Un peu comme si on les faisait bénéficier d’une sorte d’amnistie préventive. 

Exactement. Et ça n’a d’ailleurs pas raté. Dès que les parlementaires se sont emparés du sujet, les réseaux sociaux se sont déchaînés : auto-amnistie, les puissants se protègent, tous responsables-jamais coupables. D’autant que le lien a été vite fait avec les dizaines de plaintes au pénal (ou devant la Cour de Justice de la République) contre Emmanuel Macron, Edouard Philippe et plusieurs ministres pour mise en danger de la vie d’autrui, non-assistance à personne en danger, et j’en passe.
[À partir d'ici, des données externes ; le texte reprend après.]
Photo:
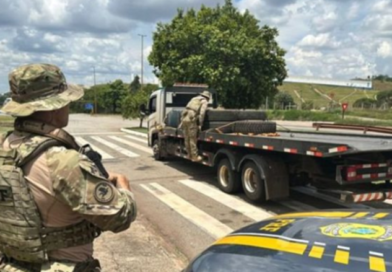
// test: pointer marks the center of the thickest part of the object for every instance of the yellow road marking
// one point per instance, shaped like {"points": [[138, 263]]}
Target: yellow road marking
{"points": [[317, 214], [377, 264], [317, 252], [342, 256], [380, 215], [360, 215], [265, 242]]}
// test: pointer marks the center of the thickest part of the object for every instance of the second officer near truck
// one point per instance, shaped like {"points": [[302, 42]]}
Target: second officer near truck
{"points": [[191, 122]]}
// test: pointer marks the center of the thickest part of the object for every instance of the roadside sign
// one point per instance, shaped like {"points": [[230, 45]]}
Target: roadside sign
{"points": [[88, 106]]}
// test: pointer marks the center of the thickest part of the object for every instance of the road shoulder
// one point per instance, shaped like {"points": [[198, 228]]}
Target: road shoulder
{"points": [[140, 248]]}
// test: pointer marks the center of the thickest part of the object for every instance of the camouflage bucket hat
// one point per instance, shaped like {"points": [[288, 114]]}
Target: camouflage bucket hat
{"points": [[39, 87]]}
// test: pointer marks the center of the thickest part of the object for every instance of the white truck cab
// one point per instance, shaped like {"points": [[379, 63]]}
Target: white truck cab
{"points": [[164, 100]]}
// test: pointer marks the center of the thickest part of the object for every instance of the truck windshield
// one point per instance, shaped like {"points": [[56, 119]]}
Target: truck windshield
{"points": [[180, 100]]}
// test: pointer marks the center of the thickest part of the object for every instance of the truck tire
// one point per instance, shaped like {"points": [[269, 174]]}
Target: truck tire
{"points": [[215, 124], [221, 115], [228, 179], [156, 151], [234, 115], [255, 127], [252, 183], [252, 115]]}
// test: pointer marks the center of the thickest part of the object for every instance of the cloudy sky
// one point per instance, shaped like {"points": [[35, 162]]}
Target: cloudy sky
{"points": [[338, 39]]}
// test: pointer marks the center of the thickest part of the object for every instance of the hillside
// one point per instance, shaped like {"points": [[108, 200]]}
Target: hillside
{"points": [[320, 94]]}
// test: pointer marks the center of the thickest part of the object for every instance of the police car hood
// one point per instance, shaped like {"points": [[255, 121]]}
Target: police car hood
{"points": [[319, 241]]}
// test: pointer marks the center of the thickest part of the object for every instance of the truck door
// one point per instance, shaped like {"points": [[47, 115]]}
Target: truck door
{"points": [[152, 118]]}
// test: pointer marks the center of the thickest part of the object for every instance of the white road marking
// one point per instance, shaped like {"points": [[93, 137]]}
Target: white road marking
{"points": [[104, 155], [98, 133], [115, 147], [137, 139], [198, 217], [388, 201], [232, 202], [131, 144]]}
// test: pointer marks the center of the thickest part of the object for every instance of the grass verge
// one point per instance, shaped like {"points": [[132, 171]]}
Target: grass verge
{"points": [[298, 115]]}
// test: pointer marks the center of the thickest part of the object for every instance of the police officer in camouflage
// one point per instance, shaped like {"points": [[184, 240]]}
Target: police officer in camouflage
{"points": [[192, 119], [54, 199]]}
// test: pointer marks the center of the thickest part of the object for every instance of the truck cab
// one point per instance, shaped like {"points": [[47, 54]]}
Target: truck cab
{"points": [[167, 99]]}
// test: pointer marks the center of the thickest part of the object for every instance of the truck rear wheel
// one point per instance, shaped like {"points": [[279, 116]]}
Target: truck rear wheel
{"points": [[228, 179], [156, 150], [252, 183]]}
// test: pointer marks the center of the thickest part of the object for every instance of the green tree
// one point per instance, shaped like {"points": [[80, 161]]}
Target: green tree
{"points": [[130, 107], [135, 85], [223, 48], [282, 100], [115, 95]]}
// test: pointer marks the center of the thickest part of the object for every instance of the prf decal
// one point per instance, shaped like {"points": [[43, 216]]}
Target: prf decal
{"points": [[359, 231], [277, 225]]}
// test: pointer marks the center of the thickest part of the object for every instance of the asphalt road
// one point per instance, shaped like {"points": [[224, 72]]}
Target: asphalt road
{"points": [[181, 211]]}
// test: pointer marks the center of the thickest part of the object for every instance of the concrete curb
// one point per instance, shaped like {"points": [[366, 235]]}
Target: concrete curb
{"points": [[129, 131]]}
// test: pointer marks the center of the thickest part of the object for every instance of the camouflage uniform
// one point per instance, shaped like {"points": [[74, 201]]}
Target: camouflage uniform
{"points": [[191, 119], [54, 201]]}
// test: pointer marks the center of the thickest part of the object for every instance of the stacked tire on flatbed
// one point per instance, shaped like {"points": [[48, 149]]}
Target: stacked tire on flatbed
{"points": [[239, 121], [250, 171]]}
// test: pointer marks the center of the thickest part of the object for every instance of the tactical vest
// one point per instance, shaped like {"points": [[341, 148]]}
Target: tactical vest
{"points": [[22, 234]]}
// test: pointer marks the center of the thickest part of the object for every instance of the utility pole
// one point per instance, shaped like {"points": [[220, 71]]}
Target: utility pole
{"points": [[141, 81], [95, 94]]}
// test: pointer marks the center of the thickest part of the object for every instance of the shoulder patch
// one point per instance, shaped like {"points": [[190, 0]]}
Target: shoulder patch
{"points": [[103, 192]]}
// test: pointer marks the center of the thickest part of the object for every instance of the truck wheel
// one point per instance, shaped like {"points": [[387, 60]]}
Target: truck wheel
{"points": [[252, 183], [156, 150], [228, 179]]}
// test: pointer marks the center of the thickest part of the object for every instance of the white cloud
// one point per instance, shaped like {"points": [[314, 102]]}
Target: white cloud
{"points": [[321, 40], [384, 50]]}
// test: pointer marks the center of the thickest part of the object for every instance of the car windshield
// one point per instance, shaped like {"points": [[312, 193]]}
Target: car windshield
{"points": [[234, 262]]}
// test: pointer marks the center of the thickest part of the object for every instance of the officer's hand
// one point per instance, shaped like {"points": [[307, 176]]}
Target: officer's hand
{"points": [[120, 181]]}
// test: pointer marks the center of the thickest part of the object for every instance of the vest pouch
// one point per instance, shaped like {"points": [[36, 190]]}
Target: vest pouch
{"points": [[20, 221]]}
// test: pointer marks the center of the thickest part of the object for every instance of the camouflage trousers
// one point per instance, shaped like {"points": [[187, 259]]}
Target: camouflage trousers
{"points": [[190, 130], [15, 266]]}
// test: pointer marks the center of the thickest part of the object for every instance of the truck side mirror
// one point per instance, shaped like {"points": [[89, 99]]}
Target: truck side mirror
{"points": [[142, 109]]}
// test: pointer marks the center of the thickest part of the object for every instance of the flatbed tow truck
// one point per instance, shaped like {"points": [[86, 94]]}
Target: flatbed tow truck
{"points": [[353, 168]]}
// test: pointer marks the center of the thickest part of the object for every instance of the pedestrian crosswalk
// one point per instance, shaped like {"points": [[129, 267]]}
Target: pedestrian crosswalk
{"points": [[188, 206], [186, 197]]}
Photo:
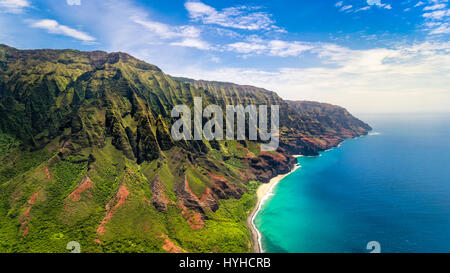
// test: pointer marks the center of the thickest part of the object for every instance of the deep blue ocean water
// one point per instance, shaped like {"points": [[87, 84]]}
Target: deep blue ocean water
{"points": [[392, 186]]}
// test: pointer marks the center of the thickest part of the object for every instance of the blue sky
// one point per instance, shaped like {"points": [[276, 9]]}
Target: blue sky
{"points": [[366, 55]]}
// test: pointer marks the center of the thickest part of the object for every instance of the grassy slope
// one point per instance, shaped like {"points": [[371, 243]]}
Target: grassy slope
{"points": [[67, 117]]}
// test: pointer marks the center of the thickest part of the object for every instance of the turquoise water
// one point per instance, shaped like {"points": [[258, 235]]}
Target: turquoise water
{"points": [[392, 187]]}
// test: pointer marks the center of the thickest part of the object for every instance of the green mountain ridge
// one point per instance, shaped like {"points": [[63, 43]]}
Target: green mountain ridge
{"points": [[86, 155]]}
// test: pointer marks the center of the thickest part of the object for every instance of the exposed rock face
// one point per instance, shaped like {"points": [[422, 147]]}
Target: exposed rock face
{"points": [[104, 119]]}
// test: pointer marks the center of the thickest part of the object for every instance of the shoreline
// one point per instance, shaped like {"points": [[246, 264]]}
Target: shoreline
{"points": [[262, 194]]}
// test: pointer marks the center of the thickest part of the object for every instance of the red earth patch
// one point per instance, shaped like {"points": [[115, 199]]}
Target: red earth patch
{"points": [[120, 198]]}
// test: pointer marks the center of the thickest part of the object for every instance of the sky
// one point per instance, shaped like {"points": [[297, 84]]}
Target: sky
{"points": [[370, 56]]}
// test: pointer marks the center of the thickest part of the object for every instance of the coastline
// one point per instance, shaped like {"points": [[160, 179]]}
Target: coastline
{"points": [[262, 193]]}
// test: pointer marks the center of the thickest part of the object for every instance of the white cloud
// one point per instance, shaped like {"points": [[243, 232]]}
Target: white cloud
{"points": [[347, 7], [14, 6], [420, 3], [363, 8], [378, 4], [54, 27], [166, 31], [437, 15], [241, 17], [195, 43], [189, 35], [443, 28], [279, 48], [73, 2]]}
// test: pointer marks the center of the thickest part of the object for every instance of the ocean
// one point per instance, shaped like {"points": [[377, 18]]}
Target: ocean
{"points": [[391, 186]]}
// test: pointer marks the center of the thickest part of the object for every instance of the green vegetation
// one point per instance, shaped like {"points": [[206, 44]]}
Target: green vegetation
{"points": [[86, 155]]}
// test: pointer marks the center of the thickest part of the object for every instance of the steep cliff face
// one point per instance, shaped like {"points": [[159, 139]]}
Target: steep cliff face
{"points": [[86, 154]]}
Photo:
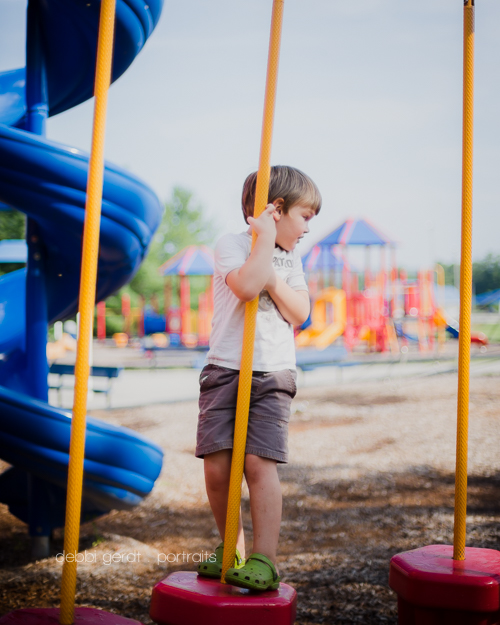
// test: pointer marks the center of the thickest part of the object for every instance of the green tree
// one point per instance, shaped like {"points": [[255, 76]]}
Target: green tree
{"points": [[486, 274], [12, 226], [183, 224]]}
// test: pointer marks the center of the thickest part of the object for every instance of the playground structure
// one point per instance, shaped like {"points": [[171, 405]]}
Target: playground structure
{"points": [[183, 325], [471, 592], [375, 311], [47, 181]]}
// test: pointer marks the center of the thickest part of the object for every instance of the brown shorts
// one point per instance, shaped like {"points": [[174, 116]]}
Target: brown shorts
{"points": [[272, 394]]}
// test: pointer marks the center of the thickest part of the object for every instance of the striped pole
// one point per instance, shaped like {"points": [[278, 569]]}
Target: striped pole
{"points": [[245, 381], [465, 289], [86, 309]]}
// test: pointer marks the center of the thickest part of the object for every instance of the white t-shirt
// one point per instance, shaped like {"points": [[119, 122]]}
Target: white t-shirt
{"points": [[274, 342]]}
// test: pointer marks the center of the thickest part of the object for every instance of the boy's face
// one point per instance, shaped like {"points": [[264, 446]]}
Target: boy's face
{"points": [[290, 228]]}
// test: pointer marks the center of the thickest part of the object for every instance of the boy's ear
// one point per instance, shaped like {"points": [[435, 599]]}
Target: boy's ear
{"points": [[278, 205]]}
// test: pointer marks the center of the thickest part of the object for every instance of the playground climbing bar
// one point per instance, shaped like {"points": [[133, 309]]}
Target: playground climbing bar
{"points": [[465, 289], [245, 382]]}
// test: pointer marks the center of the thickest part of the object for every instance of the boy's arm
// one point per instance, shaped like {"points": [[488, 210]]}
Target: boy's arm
{"points": [[249, 280], [295, 306]]}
La plupart du temps, ces plaintes sont le fait d’opposants politiques radicaux. En somme, si cette protection se justifiait sur le plan juridique, elle était impossible à assumer politiquement. Bon, après des heures de débats, au Sénat comme à l’Assemblée nationale, les parlementaires et le gouvernement ont fini par valider un texte assez équilibré. 

Un texte qui distinguent les décideurs et les exécutants. Les décideurs sont en haut de la pyramide du pouvoir, ceux par exemple qui ont pris la décision de déconfiner le pays. Ils resteront responsables. Les exécutants, eux, c’est l’échelon des maires ou des patrons. Ils ne seront responsables qu’en fonction de leur compétence et de leur pouvoir. 

Une question : pourquoi est-ce qu’on n’a pas retenu l’idée que beaucoup de décisions ont été prises alors qu’on ne connaissait pas tout de la maladie ?

C’est vrai que c’était la logique même. Mais voilà, ça aurait pu être utilisé par tel ou tel ministre pour dégager sa responsabilité passée (par exemple sur l’affaire des masques). Et dans ce monde en confinement, où les rumeurs et le complotisme s’épanouissent, chaque fois qu’un puissant fait mine de s’exonérer, c’est sûrement qu’il doit être coupable. Dégâts assurés.